Abstract

Aim. To validate the accuracy of estimated glomerular filtration rate (eGFR) equations in Malay population attending our hospital in comparison with radiolabeled measured GFR. Methods. A cross-sectional study recruiting volunteered patients in the outpatient setting. Chromium EDTA (51Cr-EDTA) was used as measured GFR. The predictive capabilities of Cockcroft-Gault equation corrected for body surface area (CGBSA), four-variable Modification of Diet in Renal Disease (4-MDRD), and Chronic Kidney Disease Epidemiology Collaboration (CKD-EPI) equations were calculated. Results. A total of 51 subjects were recruited with mean measured GFR 42.04 (17.70–111.10) ml/min/1.73 m2. Estimated GFR based on CGBSA, 4-MDRD, and CKD-EPI were 40.47 (16.52–115.52), 35.90 (14.00–98.00), and 37.24 (14.00–121.00), respectively. Higher accuracy was noted in 4-MDRD equations throughout all GFR groups except for subgroup of GFR ≥ 60 ml/min/1.73 m2 where CGBSA was better. Conclusions. The 4-MDRD equation seems to perform better in estimating GFR in Malay CKD patients generally and specifically in the subgroup of GFR < 60 ml/min/1.73 m2 and both BMI subgroups.

1. Introduction

According to the 21st Malaysian Dialysis and Transplant Registry report, in the year 2013, a total of 31,637 patients received dialysis, an increase from a mere 11,842 in 2004. A staggering 61% of end-stage renal disease (ESRD) in Malaysia was reported to be caused by diabetes mellitus [1]. Chronic kidney disease (CKD) can lead to various complications and is well known to be an independent risk factor for cardiovascular disease [2]. A reduced glomerular filtration rate (GFR) to <60 ml/min/1.73 m2 alone is sufficient to diagnose CKD [3]. Direct assessment of GFR is measured from urinary or plasma clearance of an ideal filtration marker such as inulin or other alternative exogenous markers such as iothalamate, chromium 51 ethylenediaminetetraacetic acid (51Cr-EDTA), technetium-99 m diethylenetriaminepentaacetic acid (-DTPA), and iohexol. 51Cr-EDTA and -DTPA are radioactive tracers that were reported in radiological studies used to obtain accurate measurement of GFR [4, 5]. However, measuring clearance with exogenous markers is complex, expensive, and difficult to do in routine clinical practice. Therefore, an accurate, convenient, and precise method to estimate GFR is important to overcome this problem.
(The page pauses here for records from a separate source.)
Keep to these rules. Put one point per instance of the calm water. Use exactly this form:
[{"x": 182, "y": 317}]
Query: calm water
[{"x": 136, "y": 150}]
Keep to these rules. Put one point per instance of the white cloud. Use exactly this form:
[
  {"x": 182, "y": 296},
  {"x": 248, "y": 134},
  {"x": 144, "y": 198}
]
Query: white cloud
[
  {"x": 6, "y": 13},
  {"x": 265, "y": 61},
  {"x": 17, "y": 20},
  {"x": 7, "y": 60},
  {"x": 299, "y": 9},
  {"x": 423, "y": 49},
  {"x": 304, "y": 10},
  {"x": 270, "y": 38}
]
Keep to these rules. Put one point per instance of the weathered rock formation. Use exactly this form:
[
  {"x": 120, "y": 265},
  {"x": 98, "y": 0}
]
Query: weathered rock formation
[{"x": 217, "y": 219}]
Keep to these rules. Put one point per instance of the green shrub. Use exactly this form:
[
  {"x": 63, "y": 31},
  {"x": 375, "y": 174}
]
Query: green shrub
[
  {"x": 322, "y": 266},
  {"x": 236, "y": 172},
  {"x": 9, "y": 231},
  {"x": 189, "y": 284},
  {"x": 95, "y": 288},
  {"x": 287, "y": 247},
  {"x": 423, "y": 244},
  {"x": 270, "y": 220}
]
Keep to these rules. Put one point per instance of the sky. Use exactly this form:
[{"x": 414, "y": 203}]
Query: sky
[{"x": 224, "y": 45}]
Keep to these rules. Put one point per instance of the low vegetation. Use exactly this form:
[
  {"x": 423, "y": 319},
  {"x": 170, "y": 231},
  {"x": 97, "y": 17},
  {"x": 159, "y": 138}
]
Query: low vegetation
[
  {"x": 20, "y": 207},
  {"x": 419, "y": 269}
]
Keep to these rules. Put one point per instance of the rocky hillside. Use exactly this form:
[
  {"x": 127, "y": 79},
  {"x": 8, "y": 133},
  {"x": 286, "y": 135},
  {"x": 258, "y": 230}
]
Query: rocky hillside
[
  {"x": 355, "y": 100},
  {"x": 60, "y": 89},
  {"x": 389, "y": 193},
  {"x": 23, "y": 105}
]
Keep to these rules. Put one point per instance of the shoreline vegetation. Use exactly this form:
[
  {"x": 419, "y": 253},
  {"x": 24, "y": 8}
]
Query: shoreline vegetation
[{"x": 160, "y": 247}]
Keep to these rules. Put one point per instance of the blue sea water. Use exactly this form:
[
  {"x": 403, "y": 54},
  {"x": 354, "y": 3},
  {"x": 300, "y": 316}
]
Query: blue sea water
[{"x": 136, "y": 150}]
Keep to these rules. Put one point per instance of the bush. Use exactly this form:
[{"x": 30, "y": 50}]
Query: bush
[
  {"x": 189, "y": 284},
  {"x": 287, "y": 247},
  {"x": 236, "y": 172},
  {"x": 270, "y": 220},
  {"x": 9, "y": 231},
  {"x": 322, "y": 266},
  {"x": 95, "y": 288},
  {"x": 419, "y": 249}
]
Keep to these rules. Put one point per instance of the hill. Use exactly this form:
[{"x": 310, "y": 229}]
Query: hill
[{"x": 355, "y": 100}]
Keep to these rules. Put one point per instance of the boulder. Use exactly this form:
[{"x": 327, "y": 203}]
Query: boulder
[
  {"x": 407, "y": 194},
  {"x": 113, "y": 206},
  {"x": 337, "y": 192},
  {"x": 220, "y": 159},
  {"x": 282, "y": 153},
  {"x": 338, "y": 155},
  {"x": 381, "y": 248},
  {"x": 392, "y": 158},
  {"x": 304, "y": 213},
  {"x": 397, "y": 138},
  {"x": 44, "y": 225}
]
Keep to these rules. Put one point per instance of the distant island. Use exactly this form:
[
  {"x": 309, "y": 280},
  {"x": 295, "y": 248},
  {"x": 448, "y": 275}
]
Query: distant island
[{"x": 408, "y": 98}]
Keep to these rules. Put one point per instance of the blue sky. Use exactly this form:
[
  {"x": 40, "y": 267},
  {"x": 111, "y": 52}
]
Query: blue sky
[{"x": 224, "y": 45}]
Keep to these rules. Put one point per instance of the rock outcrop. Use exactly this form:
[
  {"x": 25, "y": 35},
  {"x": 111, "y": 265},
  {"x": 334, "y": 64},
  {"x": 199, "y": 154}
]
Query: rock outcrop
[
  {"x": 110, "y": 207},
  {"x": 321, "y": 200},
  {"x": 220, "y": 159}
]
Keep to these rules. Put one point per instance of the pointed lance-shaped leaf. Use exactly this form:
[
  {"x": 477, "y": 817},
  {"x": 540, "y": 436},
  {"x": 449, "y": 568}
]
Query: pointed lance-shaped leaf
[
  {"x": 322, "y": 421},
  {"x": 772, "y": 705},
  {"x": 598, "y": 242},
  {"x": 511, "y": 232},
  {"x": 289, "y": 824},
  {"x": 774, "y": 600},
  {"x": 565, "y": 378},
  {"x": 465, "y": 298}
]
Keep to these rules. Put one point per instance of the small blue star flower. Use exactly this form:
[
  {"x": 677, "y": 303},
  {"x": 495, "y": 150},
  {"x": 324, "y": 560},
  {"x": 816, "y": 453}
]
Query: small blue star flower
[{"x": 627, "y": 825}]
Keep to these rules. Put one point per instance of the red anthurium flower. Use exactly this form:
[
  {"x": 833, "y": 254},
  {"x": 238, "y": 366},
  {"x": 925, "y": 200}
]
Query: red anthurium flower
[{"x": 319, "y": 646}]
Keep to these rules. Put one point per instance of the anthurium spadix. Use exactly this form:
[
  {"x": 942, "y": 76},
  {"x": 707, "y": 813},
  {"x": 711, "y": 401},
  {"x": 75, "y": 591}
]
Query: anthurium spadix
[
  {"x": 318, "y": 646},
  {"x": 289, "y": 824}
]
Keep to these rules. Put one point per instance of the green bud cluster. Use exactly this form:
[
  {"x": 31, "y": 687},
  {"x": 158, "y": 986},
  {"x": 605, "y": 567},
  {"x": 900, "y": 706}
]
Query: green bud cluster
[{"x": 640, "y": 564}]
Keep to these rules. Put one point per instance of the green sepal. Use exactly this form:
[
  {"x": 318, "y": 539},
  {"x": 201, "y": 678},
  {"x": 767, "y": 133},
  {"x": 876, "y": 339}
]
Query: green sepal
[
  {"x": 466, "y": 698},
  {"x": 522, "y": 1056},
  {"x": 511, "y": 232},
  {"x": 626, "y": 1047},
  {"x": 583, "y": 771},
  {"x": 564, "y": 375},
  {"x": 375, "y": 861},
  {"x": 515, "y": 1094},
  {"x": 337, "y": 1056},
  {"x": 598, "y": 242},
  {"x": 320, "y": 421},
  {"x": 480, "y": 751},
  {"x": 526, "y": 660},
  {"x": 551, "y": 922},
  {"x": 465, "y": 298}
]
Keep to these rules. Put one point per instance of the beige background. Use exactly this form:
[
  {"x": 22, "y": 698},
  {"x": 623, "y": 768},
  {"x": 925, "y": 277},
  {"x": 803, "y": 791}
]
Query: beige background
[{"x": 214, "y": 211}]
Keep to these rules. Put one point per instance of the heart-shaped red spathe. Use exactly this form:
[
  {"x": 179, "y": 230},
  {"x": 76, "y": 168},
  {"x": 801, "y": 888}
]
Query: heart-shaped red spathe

Traditionally, serum creatinine has been used as a marker to assess kidney function. It is now an established fact that serum creatinine alone is not an accurate marker of GFR as it is dependent on muscle mass [6]. Apart from that, serum creatinine usually does not increase until GFR has decreased by 50% or more and thus many patients with normal serum creatinine may have lower GFR [7]. Therefore, a calculated GFR from creatinine-based method is recommended. In Malaysia, Cockcroft-Gault (CG) formula for estimating kidney function is still widely used. Unfortunately it has been reported to overestimate true GFR. The Modification of Diet in Renal Disease (MDRD) formula derived from MDRD study was proposed to overcome this limitation [8]. Based on the study, four-variable MDRD (4-MDRD) that consists of serum creatinine, gender, age, and ethnicity was derived and became commonly used in clinical practice and research. The 4-MDRD formula provides good GFR estimation particularly in the group of GFR <60 mL/min/1.73 m2 White Americans [9]. This subsequently leads to the new equation proposed for Caucasian and African-American CKD populations, known as Chronic Kidney Disease Epidemiological Collaboration (CKD-EPI) equation [10]. The development of this equation is mainly to overcome some of the limitations from MDRD equation, particularly in estimating GFR of >60 ml/min/1.73 m2.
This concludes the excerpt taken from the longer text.